Sunlight is made up of an infinite number of colors, i.e. photons of varying energy (or wavelength). This complexity must be considered when studying the biological effects of sun exposure. The most biologically active components in sunlight reaching the Earth are in the ultraviolet portion: about 95% UVA, and 5% UVB, the latter being the most energetic. Studies comparing UVB and UVA have shown the importance of UVB, which are efficiently absorbed by biomolecules. More precise studies have made it possible to define action spectra that report the intensity of the effects of interest over the entire solar spectrum as a function of wavelength. This approach can be predictive of the effects of a specific exposure. However, it has a drawback: it is based on a principle of additivity between the effects of different wavelengths, and does not consider possible synergies or antagonisms between the Impacts of several wavelengths.


Researchers at IRIG have recently highlighted this problem, which can be found in various fields: immunosuppression, induction of oxidative stress, genotoxicity, cell death, etc. ^[1]. To go beyond this simple observation, it is necessary to quantify the amplitude of synergistic or antagonistic effects in UV responses. To address this challenge, the researchers were inspired by a data processing method initially developed for the optimization of anticancer drug combinations.

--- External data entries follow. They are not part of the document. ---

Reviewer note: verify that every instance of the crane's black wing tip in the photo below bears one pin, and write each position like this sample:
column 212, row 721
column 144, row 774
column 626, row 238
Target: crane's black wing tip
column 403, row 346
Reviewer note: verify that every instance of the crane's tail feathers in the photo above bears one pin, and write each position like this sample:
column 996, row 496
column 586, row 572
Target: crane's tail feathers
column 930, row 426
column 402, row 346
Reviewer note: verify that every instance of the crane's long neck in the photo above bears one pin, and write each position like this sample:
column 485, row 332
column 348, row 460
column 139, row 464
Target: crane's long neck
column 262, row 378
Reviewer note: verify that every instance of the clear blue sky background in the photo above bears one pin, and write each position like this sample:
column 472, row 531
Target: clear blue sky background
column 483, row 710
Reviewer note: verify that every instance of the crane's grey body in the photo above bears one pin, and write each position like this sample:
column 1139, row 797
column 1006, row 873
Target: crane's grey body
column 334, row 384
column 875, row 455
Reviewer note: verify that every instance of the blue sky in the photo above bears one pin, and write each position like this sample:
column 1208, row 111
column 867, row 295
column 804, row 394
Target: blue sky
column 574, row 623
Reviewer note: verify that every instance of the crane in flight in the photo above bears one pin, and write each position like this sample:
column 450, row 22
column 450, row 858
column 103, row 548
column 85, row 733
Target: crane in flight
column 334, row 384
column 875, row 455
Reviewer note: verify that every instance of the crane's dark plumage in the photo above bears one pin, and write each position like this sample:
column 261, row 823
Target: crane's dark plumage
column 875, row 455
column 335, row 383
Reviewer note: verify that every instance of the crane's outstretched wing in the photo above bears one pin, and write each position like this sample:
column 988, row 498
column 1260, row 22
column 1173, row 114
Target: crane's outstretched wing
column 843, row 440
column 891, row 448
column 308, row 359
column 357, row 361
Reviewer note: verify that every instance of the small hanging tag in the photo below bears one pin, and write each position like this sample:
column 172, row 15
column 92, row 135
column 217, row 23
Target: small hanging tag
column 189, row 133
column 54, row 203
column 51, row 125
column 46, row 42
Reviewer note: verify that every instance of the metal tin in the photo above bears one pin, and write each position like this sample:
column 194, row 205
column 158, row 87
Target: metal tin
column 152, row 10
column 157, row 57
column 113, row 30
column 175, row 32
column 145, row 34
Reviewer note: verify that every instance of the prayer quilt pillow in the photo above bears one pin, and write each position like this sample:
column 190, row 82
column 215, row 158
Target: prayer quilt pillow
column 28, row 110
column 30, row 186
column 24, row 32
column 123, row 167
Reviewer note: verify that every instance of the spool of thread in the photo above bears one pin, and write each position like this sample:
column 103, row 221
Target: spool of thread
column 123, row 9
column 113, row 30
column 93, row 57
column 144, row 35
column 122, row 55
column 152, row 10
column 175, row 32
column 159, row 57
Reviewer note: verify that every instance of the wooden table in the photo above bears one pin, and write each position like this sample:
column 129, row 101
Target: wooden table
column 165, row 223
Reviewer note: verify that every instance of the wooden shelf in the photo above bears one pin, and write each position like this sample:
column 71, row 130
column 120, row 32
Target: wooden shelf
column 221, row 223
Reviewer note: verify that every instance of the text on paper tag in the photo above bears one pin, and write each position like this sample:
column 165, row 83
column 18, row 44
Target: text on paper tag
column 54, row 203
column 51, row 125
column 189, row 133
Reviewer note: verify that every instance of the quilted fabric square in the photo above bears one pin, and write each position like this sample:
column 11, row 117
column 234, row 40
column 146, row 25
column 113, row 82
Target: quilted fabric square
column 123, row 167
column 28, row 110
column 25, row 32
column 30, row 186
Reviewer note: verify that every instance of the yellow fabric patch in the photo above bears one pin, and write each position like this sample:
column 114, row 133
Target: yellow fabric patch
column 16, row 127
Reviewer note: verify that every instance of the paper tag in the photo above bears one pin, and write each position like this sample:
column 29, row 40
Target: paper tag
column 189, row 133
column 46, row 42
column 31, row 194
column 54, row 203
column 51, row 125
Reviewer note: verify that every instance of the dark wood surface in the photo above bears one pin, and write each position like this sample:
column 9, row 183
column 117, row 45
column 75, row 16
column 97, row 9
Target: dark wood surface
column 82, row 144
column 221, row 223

To assess its applicability to photobiology, IRIG researchers focused on the combined effect of UVB and UVA on DNA ^[2]. This system represents a particularly relevant model since some photoproducts (Figure), cyclobutane dimers, are produced by UVB and UVA in an additive way. The pyrimidine (6-4) pyrimidone (6-4  PP) photoproducts, on the other hand, are generated solely by UVB but are converted into Dewar isomers by UVA. The combination of UVA and UVB is therefore synergistic for the appearance of Dewars but antagonistic for the formation of 6-4 PP. Modeling the experimental results allowed the researchers to quantify all these effects. A study at three wavelengths even allowed them to demonstrate the importance of the shorter UVA in the photoisomerization phenomenon. Their work also allowed them to improve to the initial method, such as the demonstration of the possible use of new equations for modeling the data and a rigorous approach to error evaluation.
Following this validation, the teams, supported by the Arcane Labex, will be able to undertake cellular studies.


Figure: Chemical structure of solar UV-induced photoproducts in DNA.